Дверь снова открылась. В коридоре стояла женщина. В одной руке она держала удостоверение, другой судорожно сжимала ворот пуловера. Длинные волосы торчали во все стороны, будто наэлектризованные, и скрывали половину лица. Вторая половина оставалась в тени.
— Знаете, викарий умер, — еле слышно пробормотала она. — В прошлом месяце. Констебль обнаружил его на тропе. Он что-то съел. Несчастный случай.
Она говорила то, что им уже было известно, как будто не знала, что Нью-Скотленд-Ярд вот уже сутки рыщет по деревне, расследуя причину этой смерти. Просто не верилось, что в полном неведении, тем более что Линли, хорошенько ее рассмотрев, вспомнил, что это она накануне вечером сидела в пабе с мужчиной, когда там появился Сент-Джон Таунли-Янг и набросился с бранью на ее партнера.
Она даже не пригласила их зайти и дрожала от холода, Линли обратил внимание, что она босая.

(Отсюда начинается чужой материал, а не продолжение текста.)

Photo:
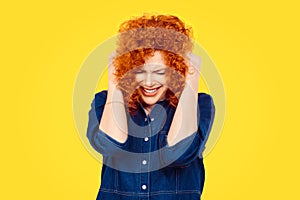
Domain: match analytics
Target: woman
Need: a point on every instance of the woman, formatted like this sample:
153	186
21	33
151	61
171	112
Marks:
151	124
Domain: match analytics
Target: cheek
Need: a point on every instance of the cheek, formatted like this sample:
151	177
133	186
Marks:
139	77
160	79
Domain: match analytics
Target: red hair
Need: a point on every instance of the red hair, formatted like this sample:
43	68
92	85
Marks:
139	38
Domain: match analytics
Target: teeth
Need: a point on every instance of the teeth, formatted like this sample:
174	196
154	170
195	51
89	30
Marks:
150	91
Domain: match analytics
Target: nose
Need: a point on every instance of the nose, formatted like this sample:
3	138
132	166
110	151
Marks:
148	79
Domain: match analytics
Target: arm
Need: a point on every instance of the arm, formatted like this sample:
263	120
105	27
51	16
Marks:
184	123
107	130
114	122
191	123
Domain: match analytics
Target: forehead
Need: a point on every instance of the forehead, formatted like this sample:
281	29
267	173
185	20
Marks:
155	62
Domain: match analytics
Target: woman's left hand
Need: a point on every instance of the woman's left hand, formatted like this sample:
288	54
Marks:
193	74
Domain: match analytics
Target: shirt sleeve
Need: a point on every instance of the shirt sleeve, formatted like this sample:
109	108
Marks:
187	150
100	141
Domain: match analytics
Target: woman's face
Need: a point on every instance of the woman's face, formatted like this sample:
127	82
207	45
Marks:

Он также увидел, что она одета в тонкие серые брюки.
— Можно войти? — спросил он.
— Это был несчастный случай, — сказала она. — Все знают.
— Мы не задержимся. А вам не надо стоять на холоде.
Она еще крепче сжала ворот пуловера, перевела взгляд с него на Сент-Джеймса и обратно, прежде чем впустила их в дом.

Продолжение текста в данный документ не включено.